Tuđman was a Croatian nationalist or at least became a nationalist in the last decades of his life. It was believed that he was a chosen one, and that the nation of Croatia had a "historical destiny"; (Greater Croatia). He liked to present himself to people as a historian. That pseudo-racial nationalist vision has been compared to that of Hitler. He was authoritarian, arrogant, vain and had a total lack of humor. In his early years he was communist and atheist, but as time went by (and especially after the death of Tito) he renounced communism and ended up dying blessed by the Catholic Church (it must be remembered that the Holy See, along with Germany, were the first to recognize the Independent Croatia). He was imprisoned for the Croatian Spring riots in 1971. In 1980, after Tito's death, he was imprisoned as a Croatian separatist. Another reason he was imprisoned was for being a Holocaust denier, since who defended that in the Jasenovac concentration camp they died "only" about 60,000 people, when official studies give around 600,000 victims. He disinherited one of his daughters for marrying a Serb.
He was one of the main actors - along with Milosevic, among others - in the Yugoslav wars that led to the dissolution of Yugoslavia in the 1990s. In the case of Bosnia, he had no problems dividing it between Serbia and Croatia. with a secret agreement with his theoretical archenemy, the Serbian nationalist Milosevic (see Karađorđevo Agreement). It has been commented on this agreement between Tudjman and Milosevic:
[...] More than one analyst has suggested that Tudjman then paid, and more, his enormous naivety. If, on the one hand, he believed that Milosevic had no interest in Krajina and Slavonia—two regions that were gradually ethnically cleansed by the Serbian militias and the federal Army—on the other he laboriously threw himself into an impresentable division of Bosnia that, immoralities and injustices on the other, only brought Croatia unwise.

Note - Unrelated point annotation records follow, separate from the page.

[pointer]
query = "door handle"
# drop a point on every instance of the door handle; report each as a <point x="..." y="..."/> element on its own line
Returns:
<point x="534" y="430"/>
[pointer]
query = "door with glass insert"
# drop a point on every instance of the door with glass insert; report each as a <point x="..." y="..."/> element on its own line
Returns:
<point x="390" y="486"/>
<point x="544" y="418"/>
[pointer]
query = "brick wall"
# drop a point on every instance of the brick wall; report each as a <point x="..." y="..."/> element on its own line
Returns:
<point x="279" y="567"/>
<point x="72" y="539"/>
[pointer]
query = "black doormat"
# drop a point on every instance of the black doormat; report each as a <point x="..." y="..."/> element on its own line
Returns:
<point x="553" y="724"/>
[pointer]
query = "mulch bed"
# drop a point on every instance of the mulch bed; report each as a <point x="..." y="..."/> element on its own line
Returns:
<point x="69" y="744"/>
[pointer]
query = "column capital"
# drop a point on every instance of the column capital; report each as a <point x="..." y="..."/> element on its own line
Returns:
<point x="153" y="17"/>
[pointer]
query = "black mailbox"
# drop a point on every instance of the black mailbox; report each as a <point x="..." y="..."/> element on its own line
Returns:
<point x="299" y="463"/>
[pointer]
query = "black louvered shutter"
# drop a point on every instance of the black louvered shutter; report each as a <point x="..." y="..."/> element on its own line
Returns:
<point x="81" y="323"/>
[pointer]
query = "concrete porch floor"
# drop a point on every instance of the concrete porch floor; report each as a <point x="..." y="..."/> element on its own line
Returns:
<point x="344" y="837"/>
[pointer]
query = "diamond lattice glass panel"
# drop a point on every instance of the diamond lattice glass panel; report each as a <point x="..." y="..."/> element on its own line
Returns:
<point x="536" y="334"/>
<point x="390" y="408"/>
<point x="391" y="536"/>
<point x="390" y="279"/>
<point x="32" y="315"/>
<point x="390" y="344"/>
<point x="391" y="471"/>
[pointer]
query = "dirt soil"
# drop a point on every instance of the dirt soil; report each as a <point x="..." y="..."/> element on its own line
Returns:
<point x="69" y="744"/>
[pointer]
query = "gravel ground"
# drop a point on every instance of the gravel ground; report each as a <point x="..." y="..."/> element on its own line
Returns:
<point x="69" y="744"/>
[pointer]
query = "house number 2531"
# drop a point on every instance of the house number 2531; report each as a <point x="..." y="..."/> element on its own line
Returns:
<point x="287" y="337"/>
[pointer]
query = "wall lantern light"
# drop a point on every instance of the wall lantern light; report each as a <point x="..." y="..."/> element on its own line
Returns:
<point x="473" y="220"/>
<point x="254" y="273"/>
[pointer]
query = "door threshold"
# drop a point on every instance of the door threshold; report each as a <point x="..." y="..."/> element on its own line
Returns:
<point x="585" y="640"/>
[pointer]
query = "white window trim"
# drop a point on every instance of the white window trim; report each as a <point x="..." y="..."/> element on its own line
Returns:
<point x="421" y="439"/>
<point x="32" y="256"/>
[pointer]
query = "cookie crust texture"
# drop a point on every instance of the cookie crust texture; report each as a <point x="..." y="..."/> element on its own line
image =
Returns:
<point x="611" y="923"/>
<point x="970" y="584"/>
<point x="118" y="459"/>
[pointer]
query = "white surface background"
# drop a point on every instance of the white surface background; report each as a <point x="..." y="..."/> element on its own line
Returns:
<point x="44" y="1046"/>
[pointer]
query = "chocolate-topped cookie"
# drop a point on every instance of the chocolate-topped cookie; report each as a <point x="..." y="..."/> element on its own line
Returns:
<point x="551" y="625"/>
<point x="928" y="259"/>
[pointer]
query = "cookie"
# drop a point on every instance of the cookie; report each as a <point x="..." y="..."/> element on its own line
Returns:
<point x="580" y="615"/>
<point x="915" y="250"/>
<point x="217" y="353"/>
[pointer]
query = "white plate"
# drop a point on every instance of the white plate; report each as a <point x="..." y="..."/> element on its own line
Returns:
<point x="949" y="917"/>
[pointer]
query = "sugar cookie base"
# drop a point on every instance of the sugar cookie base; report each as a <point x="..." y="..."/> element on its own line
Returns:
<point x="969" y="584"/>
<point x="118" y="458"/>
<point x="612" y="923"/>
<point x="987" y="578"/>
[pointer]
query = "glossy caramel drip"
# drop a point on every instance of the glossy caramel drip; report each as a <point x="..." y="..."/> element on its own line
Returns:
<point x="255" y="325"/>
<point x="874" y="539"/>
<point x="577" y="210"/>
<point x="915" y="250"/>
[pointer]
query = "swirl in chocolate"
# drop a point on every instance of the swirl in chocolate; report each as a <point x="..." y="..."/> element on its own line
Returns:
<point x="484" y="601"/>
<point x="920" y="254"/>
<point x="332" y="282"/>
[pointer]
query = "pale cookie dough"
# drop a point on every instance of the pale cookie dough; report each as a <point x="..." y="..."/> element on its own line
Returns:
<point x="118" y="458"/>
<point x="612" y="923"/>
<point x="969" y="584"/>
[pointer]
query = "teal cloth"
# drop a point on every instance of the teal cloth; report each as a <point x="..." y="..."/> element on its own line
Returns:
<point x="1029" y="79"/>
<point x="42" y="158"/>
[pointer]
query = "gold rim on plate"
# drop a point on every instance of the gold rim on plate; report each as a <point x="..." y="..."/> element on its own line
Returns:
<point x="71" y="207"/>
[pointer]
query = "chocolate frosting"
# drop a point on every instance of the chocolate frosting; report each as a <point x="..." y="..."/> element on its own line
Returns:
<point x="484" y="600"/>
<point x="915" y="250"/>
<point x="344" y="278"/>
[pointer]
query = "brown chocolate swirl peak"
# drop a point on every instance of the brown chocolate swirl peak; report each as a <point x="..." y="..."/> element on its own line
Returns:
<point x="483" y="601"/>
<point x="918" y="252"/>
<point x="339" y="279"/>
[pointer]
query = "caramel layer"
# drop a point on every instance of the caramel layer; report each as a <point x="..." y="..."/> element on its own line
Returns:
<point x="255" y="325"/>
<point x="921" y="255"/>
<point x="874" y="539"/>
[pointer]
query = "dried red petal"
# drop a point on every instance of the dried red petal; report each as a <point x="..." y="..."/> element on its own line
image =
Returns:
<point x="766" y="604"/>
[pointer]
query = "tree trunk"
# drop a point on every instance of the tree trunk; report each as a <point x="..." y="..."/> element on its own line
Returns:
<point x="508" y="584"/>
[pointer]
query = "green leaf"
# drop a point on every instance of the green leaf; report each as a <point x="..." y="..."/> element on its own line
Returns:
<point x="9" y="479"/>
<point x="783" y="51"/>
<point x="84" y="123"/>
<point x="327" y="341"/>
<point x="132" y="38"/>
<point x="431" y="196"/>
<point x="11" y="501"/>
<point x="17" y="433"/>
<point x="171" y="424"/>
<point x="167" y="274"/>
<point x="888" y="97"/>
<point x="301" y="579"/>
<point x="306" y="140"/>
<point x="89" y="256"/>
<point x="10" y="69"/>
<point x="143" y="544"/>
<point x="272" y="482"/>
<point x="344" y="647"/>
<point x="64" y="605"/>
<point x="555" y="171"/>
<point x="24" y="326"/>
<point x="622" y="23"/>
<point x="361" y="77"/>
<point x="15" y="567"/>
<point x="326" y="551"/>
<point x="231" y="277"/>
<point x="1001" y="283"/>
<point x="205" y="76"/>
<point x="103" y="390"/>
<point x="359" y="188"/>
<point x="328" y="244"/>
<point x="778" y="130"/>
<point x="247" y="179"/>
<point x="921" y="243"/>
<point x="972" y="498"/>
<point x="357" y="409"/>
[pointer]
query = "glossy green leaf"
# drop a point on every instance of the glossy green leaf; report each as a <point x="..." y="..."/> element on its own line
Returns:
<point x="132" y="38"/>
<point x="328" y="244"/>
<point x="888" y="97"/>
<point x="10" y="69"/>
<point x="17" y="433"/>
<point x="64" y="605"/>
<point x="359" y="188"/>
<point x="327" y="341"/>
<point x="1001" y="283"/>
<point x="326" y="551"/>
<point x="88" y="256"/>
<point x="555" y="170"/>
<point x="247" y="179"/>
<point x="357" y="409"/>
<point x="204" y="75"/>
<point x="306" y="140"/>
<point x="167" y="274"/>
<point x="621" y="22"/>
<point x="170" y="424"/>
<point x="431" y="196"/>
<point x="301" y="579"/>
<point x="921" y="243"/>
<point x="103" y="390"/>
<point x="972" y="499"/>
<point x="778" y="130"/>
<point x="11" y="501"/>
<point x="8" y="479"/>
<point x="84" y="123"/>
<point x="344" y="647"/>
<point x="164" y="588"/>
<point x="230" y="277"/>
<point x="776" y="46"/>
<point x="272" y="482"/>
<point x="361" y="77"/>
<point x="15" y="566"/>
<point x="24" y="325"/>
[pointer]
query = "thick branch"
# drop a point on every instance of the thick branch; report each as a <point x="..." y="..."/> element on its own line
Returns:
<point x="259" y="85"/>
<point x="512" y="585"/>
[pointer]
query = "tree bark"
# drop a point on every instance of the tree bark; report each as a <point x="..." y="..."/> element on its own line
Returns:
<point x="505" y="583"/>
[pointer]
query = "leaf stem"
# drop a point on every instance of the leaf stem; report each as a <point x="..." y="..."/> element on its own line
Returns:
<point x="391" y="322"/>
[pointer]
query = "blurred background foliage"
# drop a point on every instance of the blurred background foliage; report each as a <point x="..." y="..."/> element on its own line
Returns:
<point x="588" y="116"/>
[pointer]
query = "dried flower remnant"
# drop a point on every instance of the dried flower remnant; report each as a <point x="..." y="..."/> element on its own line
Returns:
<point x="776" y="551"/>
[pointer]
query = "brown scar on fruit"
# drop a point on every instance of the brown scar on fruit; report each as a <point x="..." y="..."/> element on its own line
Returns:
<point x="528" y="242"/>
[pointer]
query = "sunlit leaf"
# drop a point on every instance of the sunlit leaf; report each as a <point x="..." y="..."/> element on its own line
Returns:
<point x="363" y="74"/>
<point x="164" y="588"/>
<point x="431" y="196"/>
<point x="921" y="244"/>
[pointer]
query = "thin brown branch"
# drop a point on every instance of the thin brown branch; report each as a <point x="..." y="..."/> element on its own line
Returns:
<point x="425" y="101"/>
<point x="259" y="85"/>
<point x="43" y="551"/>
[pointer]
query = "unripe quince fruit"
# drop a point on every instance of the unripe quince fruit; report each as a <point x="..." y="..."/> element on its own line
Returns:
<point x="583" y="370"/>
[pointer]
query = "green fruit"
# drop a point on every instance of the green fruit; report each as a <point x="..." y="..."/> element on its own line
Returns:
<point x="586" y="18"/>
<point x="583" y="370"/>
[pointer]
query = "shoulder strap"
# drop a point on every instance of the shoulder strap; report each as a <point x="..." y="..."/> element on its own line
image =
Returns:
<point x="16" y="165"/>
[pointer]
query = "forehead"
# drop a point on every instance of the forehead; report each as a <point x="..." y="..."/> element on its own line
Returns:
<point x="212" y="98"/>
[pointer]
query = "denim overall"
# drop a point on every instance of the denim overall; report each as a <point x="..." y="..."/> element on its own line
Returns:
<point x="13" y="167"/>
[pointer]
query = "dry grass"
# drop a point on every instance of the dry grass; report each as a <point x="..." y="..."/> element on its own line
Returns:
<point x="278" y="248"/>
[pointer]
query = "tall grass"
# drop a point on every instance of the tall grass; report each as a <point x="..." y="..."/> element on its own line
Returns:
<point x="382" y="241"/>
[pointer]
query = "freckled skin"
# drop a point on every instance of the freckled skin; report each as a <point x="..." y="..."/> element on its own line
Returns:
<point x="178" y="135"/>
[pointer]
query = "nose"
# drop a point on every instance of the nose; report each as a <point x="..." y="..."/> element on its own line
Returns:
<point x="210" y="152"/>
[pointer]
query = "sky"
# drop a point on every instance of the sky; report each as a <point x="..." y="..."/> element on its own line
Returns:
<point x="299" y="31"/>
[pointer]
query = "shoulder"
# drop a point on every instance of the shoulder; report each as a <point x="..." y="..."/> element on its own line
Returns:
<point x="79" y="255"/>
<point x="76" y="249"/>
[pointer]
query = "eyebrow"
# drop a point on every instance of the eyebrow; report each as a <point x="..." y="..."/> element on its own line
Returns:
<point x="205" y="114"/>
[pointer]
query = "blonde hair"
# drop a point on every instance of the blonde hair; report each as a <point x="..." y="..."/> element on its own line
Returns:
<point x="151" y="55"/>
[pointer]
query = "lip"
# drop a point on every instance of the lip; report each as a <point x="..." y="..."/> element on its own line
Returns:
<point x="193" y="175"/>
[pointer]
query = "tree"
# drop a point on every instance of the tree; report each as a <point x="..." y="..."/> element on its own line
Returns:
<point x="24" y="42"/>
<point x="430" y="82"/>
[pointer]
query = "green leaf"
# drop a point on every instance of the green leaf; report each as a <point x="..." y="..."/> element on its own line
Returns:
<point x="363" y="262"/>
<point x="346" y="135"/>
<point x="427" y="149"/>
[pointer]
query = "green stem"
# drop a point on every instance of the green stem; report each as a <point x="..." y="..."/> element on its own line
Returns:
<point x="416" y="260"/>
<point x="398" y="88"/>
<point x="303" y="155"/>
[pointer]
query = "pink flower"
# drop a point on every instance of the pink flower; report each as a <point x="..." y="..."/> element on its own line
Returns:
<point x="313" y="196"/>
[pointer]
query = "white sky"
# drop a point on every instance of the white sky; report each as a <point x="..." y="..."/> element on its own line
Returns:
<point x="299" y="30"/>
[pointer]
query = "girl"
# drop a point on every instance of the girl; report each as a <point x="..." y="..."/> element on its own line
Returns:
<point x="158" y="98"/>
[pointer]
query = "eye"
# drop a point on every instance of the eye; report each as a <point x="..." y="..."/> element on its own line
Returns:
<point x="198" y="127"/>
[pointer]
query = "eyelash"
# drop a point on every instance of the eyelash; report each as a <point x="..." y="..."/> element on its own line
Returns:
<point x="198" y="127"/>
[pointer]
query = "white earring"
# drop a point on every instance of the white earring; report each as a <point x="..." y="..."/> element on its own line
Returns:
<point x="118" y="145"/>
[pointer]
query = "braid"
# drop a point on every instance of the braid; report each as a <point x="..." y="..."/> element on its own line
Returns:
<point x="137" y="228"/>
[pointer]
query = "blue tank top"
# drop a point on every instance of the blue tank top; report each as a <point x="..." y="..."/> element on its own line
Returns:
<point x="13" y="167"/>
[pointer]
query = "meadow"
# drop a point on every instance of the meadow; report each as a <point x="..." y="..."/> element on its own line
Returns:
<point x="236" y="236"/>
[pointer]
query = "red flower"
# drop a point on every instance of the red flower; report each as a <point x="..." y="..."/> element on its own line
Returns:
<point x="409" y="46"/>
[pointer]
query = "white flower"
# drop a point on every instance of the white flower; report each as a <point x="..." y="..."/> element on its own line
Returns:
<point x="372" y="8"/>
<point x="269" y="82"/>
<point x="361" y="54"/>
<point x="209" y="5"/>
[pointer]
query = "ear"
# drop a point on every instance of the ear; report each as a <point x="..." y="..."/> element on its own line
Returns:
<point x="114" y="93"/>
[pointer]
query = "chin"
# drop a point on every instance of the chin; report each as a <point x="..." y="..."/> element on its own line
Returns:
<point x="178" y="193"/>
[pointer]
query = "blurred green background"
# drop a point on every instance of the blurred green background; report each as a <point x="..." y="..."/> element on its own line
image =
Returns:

Without a doubt, one of the darkest episodes was in August 1995, when an ethnic cleansing (Operation Storm) began, carried out by the Croatian Army, in which more than 250,000 Serbs were displaced from Krajina.
Another controversial episode is that, as the head of the Croatian government and army, he had to know about the existence of Muslim concentration camps in Bosnia occupied by the Bosnian-Croats. They were the first concentration camps in Europe since the Second World War. Symbolically, the destruction of the Mostar bridge in Bosnia by the Croats did great image damage to his cause. All this sank the image of Franjo Tudjman and Croatia in the West, so that when he died in 1999, no senior foreign representative was to his funeral.
He was an admirer of Francisco Franco. He even thought of creating a Croatian Valley of the Fallen together with the remains of Ante Pavelic and Tito.
According to the Bosnian-Croat intellectual Predrag Matvejevic, his heritage is not exactly exemplary:
[...] A policy and its creator are judged according to the legacy they leave: a state in which virtually one party reigns, a private democracy of justice, a control exercised over the media, an expansionist policy that has ventured to the conquest of the territories of Bosnia-Herzegovina, impoverishment of the population and pillage of public property, unsustainable despotism and unused nepotism, Croatia was even more unacceptable.
He was investigated for crimes against humanity by the International Criminal Tribunal for the former Yugoslavia, and some media outlets indicated that he would have been indicted by it had he not died. Some of his generals, such as Ante Gotovina, Dario Kordić, Rahim Ademi, Petar Stipetic and Janko Bobetko were investigated, and some were tried by the court.